¿Renta fija o renta variable? Probablemente, todo inversor se haya planteado esta cuestión en algún momento. Es cierto que existen otros activos, pero estos son los más habituales y conviene conocerlos bien antes de comenzar a invertir. De modo general, se suele pensar que la renta fija es una inversión más conservadora pero, ¿realmente es así?

¿Qué debo saber sobre los instrumentos de deuda?

La renta fija son instrumentos de deuda emitidos por los estados o por compañías para obtener financiación y, al igual que sucede en un préstamo, a cambio pagan un interés. Teniendo esto en cuenta, los principales elementos que hay que conocer son:

  • Emisor: Organismo o compañía que emite la deuda. En función de ello, puede ser:
    • Pública. Emitida por Estados, CCAA u otros organismos públicos. Los instrumentos de emisión son Letras, bonos u obligaciones.
    • Privada. Emitida por una empresa privada. La gama de instrumentos es mayor: bonos, pagarés, cédulas, deuda subordinada, etc.
  • Valor nominal del bono: Inversión inicial que realiza el inversor (capital principal).
  • Cupón: intereses que el emisor abona periódicamente al inversor. El valor del cupón es conocido previamente por el inversor, que desde el inicio sabe el retorno que obtendrá.
  • Vencimiento: Final de la vida del bono. Y momento en el que el emisor devuelve al inversor el capital principal. Según su vencimiento, puede ser:
    • Corto plazo: tienen un vencimiento máximo de 18 meses.
    • Medio y largo plazo: Vencimiento desde 18 meses y superior a dos años.

En base a estos conceptos, los riesgos principales que puede entrañar la renta fija son tres:

  1. Derivado de la liquidez. Los bonos pueden mantenerse hasta el vencimiento, pero también es posible venderlos en el mercado secundario de deuda y ‘hacerlos líquidos’, es decir, recuperar el capital antes de que venzan. Pero si no se encuentra comprador, no podría realizarse. Además, este precio de compraventa puede ser superior o inferior al inicial y, por tanto, ganar o perder dinero.

  2. Derivado del emisor. Existe la posibilidad de que un emisor no pueda hacer frente al pago de los intereses y/o no devolver el principal. Para medir este riesgo, las agencias de rating otorgan una calificación de calidad crediticia. Cuanto más elevada es la calificación, menor es este riesgo y, como consecuencia, menor el cupón del bono.

  3. Derivados de los tipos de interés. Si suben los tipos de interés, estos llegarán a ser más elevados que el precio del bono. Si sucede esto, el bono dejará de ser atractivo al ofrecer un tipo de interés inferior al que se podría conseguir en el mercado. Por tanto, sería muy complicado encontrar compradores para dicho bono.

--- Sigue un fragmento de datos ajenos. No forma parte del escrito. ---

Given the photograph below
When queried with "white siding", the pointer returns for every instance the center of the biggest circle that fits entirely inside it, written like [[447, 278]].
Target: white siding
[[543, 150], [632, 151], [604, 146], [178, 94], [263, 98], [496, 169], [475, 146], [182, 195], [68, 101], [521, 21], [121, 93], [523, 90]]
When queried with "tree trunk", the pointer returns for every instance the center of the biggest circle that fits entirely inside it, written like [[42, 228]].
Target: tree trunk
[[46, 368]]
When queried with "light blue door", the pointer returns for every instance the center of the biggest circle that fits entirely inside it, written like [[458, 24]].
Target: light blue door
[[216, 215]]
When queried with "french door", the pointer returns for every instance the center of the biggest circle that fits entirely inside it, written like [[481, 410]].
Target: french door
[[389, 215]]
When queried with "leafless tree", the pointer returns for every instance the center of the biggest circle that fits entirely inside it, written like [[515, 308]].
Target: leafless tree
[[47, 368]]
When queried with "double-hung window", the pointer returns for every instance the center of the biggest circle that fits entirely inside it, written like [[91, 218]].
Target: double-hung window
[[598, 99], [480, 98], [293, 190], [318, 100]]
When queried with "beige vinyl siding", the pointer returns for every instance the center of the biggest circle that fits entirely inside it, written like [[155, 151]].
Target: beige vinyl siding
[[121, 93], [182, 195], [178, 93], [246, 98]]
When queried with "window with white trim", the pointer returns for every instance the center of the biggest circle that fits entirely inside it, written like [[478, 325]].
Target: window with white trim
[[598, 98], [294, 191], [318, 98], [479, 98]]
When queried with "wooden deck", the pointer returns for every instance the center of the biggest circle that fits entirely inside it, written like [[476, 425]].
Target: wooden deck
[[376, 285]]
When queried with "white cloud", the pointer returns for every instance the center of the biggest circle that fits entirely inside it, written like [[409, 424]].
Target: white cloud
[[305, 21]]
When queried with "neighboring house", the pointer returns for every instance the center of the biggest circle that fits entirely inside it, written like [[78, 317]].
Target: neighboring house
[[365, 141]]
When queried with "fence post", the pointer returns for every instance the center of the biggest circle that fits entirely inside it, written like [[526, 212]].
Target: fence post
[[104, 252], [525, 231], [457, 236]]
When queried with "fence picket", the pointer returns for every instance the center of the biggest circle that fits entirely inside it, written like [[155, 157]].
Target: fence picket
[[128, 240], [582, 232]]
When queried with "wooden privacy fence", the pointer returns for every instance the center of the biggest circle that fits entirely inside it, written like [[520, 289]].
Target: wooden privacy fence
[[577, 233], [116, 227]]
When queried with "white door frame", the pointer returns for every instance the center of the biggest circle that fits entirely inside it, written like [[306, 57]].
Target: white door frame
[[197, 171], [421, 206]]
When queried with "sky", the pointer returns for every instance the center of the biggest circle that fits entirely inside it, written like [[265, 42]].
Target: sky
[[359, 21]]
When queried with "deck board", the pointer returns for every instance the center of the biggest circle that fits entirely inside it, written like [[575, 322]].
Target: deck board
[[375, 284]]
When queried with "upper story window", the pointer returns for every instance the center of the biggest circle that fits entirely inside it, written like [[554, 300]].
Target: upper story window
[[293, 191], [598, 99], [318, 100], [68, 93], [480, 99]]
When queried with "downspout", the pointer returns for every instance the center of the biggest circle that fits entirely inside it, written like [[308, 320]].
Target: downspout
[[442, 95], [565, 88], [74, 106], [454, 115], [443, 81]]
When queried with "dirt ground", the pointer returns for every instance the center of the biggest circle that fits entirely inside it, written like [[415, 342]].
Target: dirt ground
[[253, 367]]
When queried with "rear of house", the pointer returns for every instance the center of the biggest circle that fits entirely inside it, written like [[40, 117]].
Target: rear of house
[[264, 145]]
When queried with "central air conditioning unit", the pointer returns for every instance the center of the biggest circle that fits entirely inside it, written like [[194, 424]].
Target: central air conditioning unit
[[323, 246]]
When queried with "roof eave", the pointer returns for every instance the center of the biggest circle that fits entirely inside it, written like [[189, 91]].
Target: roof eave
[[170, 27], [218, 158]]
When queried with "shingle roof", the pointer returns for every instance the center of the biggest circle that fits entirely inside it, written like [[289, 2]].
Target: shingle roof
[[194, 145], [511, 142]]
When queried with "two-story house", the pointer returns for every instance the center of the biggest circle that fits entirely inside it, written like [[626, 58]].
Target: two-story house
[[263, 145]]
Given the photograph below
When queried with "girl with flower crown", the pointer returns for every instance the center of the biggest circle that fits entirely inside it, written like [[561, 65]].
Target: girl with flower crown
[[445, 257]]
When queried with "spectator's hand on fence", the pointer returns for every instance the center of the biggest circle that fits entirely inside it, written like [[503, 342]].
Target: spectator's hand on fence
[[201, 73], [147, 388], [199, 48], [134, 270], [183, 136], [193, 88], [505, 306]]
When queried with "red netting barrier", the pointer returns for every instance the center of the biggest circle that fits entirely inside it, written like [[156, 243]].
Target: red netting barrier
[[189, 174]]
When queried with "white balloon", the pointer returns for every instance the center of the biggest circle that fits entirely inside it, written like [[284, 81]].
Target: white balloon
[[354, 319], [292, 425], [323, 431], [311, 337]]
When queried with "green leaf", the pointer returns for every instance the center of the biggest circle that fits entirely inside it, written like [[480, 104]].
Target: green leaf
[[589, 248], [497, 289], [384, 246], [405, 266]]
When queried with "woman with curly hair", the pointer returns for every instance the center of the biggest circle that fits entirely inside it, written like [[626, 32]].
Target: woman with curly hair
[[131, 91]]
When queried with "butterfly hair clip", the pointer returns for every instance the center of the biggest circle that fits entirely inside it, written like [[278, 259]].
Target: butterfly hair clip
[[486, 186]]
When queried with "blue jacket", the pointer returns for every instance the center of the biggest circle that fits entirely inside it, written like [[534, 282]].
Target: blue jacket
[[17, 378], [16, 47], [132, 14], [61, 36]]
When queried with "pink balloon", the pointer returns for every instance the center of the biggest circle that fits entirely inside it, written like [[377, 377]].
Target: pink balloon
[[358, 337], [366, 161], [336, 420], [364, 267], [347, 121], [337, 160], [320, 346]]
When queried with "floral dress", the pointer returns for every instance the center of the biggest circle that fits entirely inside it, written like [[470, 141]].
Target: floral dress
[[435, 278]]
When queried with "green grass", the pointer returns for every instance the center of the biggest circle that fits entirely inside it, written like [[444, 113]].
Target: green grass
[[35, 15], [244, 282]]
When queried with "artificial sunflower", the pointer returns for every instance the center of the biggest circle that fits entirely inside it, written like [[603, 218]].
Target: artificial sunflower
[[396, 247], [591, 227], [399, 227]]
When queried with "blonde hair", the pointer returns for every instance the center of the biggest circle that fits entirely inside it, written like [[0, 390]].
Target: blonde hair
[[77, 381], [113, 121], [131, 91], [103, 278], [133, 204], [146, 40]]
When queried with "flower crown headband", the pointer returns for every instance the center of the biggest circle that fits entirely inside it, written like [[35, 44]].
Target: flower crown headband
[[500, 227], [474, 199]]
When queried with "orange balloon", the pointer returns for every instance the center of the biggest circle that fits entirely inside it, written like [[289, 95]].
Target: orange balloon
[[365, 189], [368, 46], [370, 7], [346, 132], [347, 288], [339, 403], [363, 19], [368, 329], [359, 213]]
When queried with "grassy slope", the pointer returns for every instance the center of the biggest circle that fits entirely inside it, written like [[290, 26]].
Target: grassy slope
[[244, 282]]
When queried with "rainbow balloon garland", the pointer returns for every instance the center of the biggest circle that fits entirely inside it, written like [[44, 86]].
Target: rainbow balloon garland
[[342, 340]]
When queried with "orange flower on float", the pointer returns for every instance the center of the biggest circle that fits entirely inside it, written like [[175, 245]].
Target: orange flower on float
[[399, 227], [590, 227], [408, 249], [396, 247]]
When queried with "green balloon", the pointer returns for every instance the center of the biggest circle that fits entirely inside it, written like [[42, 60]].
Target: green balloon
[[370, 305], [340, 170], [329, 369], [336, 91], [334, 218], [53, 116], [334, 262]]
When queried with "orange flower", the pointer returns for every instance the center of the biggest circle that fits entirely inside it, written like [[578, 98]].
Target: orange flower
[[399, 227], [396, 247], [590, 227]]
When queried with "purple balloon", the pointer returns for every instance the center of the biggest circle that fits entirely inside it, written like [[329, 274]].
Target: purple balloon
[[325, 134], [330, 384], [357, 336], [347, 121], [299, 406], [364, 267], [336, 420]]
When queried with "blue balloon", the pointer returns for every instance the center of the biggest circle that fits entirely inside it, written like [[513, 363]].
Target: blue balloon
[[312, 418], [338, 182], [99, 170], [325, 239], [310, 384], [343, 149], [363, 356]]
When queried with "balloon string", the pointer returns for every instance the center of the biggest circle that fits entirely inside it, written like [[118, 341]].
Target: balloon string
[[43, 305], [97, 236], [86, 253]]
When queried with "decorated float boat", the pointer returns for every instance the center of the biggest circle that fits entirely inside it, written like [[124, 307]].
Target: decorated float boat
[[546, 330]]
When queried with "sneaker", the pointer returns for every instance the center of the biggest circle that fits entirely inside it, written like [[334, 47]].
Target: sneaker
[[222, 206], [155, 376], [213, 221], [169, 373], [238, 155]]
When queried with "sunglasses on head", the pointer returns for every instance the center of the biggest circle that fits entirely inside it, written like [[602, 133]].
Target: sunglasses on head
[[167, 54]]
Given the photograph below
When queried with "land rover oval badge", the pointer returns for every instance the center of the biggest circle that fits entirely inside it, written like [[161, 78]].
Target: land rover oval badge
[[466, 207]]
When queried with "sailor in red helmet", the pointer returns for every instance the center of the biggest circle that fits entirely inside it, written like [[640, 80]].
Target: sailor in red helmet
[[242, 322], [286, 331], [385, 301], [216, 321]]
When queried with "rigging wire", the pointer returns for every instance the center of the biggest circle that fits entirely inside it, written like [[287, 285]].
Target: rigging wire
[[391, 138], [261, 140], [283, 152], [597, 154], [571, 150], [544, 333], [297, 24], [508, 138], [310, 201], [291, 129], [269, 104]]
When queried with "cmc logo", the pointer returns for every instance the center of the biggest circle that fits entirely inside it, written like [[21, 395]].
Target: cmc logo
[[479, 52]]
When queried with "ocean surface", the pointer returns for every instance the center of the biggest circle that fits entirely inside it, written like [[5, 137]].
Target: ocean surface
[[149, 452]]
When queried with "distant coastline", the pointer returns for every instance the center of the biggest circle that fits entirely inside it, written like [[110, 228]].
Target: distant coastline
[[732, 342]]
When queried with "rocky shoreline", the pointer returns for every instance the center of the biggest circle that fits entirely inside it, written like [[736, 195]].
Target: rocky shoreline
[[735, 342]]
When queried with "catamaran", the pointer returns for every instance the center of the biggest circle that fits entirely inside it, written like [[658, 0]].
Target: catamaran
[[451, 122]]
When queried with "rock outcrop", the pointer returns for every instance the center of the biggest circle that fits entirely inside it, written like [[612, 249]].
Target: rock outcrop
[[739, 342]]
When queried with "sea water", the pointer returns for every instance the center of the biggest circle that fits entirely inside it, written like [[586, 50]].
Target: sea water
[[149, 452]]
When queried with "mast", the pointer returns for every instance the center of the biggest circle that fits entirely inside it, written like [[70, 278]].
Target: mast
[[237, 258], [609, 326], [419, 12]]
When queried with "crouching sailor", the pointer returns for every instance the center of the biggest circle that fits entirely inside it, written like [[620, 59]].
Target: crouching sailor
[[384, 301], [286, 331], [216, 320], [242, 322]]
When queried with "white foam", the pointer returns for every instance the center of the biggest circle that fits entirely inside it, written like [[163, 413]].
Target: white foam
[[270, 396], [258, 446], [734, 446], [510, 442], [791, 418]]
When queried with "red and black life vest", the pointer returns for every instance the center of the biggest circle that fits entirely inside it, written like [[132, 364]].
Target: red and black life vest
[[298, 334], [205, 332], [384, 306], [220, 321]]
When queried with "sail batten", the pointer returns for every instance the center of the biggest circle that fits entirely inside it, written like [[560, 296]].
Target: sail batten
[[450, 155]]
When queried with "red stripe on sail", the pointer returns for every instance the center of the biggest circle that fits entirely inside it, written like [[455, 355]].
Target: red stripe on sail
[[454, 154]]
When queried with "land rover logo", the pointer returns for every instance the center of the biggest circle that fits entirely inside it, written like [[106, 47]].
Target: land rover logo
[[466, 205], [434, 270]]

Características de la renta variable: Inversión en bolsa

La renta variable es totalmente diferente. El inversor se convierte en ‘propietario’ de una pequeña parte de una empresa cotizada mediante la compra de acciones. Y desde el principio asume más riesgos, ya que el capital invertido no está garantizado. Es decir, es posible perder el montante invertido si desciende el precio de la acción. Tampoco se conoce con anterioridad la rentabilidad que se puede obtener, ya que depende también de la evolución del valor en bolsa.

Las fluctuaciones de las acciones están motivadas por factores muy variados, desde los propios de la empresa, como los resultados, expectativas de beneficios, nivel de endeudamiento, etc. a otros externos, como los factores políticos o macroeconómicos. Para minimizar este riesgo, es recomendable invertir a largo plazo, de forma que se puedan compensar estas oscilaciones.

No obstante, la renta variable también tiene ventajas. Es un activo más líquido que la renta fija y se puede recuperar la inversión de forma más rápida. Además, como accionista, se adquieren derechos y deberes, como acudir a la junta de accionistas, derechos de voto y uno de los más importantes, derecho a recibir parte de los beneficios de una empresa a través del cobro de dividendos, que junto a la potencial revalorización en bolsa, es la otra fuente de rentabilidad de la acción. Sin embargo, es necesario tener en cuenta que el dividendo no es un cupón fijo. En función de los resultados y de otros aspectos, la compañía decide en la junta de accionistas qué política de dividendos aplica e incluso puede decantarse por dejar de abonarlo.

Ten en cuenta todos estos detalles a la hora de decidirte a invertir en renta fija o variable y escoge la opción que mejor se adapte a tu situación.